Thailand software list
In Thailand, SIPA is coordinating the effort with respect to software. This page gives a tentative list of software for the first machines for Thailand. This is fairly minimal since time and resources before first deliveries are limited. Over time, the set of supported software is expected to grow.
To conserve RAM and storage, applications should use the same toolkit. This should almost certainly be gtk2. There are a couple of other GNOME libraries that are also essential:
- pango (for complex text handling)
- cairo (2D graphics)
- atk (for accessibility)
- dbus (for IPC and desktop integration)
The whole suite of GNOME libraries is likely to be too much. Some other more minor ones that will probably be needed included:
- gamin (for file and directory monitoring)
- gnome-print (though we hope it will have been converted to Cairo)
We probably don't want (but may be stuck with these if applications have not been converted to dbus):
More problematic are:
- gconf (but Gnome has adopted this pretty widely)
 Desktop environment
The needed components include:
- window manager
- file manager
- desktop (ie something that allows icons on the desktop; some file managers provide this)
- session manager
The panel will also need some applets, including at least the following:
- Volume control
- Battery monitor
- Keyboard layout switcher
- Network monitor
One possibility is to use the standard GNOME components, but many require lots of resources right now):
- metacity (Need to verify its utility on a small screen, and whether Metacity's maintainers are willing to cooperate on the changes we'll need for making processes quiescent)
- nautilus (is currently a memory pig; it won't be usable in its current state)
- gnome-panel (is currently hated by everyone who has looked at its insides)
- gnome-session-manager (was replaced by a shell script, and login was 6 seconds faster)
However, these have dependencies on orbit and bonobo and likely to consume excessive RAM.
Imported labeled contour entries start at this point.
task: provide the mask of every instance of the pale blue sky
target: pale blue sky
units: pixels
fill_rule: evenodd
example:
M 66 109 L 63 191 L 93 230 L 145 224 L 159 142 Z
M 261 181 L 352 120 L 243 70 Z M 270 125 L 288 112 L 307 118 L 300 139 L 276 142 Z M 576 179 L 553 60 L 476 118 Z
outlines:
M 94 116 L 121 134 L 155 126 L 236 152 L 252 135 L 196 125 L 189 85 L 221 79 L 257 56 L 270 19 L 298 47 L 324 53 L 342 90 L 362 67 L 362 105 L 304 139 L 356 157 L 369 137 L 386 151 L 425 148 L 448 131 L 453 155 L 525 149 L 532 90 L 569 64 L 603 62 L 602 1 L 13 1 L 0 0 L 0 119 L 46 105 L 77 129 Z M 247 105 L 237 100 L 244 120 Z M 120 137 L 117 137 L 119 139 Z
Alternatives worth looking at:
High-quality fonts are essential. There are some existing open-source TrueType fonts from NECTEC: while OK for printing, they leave a lot to be desired for on-screen display. SIPA has two efforts underway to create high-quality Thai fonts:
- SIPA has hired a Thai designer to design Thai glyphs to go with Bitstream Vera
- SIPA is working on licensing fonts equivalent to the two most popular Thai fonts used on Windows (Angsana and Cordia)
The difficult part in both cases is doing the hinting that is needed for high-quality on-screen display.
- Web browser
- Firefox or Epiphany. Epiphany uses the same layout engine as Firefox (Gecko), but has the advantage of better integration with the GNOME desktop.
- E-book reader
- Ideally a new program should be written for this.
- Instant messaging
- GAIM (Strip out uncommon protocols. Certainly jabber should be included, since this is an open standard protocol. Although GAIM supports IRC, it's probably a suboptimal interface. The popularity of other proprietary protocols is region-dependent: eg in Thailand MSN is completely dominant, and AIM is almost unused.)
- Word processor
- AbiWord. The current stable version of AbiWord (2.4.5) does not support Thai well. However, the CVS version has recently added support for using pango for text layout and so should work much better. Additionally, a Google Summer of Code student is doing a full interface review and re-design of AbiWord for the OLPC system and target users.
- PDF/PostScript viewer
- Image viewer
- Gthumb. This also supports import from digital cameras and simple editing of photos.
- Media player
- Totem. There is a choice of two backends, gstreamer and xine; gstreamer is the future, but as of gstreamer 0.8, it works much less well than xine; gstreamer 0.10 is out now and may well be better.
- Music player
- Mail reader
- Sylpheed-claws or Thunderbird? It is not clear whether this is needed. Non-technical end-users in Thailand are more accustomed to using webmail services such as Hotmail. Although mail-clients have significant technical advantages, especially with respect to offline use, they would require server infrastructure that may not be readily available.
- Vector drawing program
- InkScape. This has good support for open standards, using SVG as its default format. It has a nice simple interface which should be suitable for the secondary school level. The I18N support is also good.
- Archive manager
- Text editor
- Character map
 System admin tools
We will need at least:
- Backup tool
- Allow backup of the user's data to USB pen-drive or (maybe) to the network.
- Network configuration
- NetworkManager looks good, although it supports traditional networking, rather than the mesh networking envisaged for the OLPC.
- Package manager
- Ubuntu's update-manager provides a simpler front-end to Synaptic.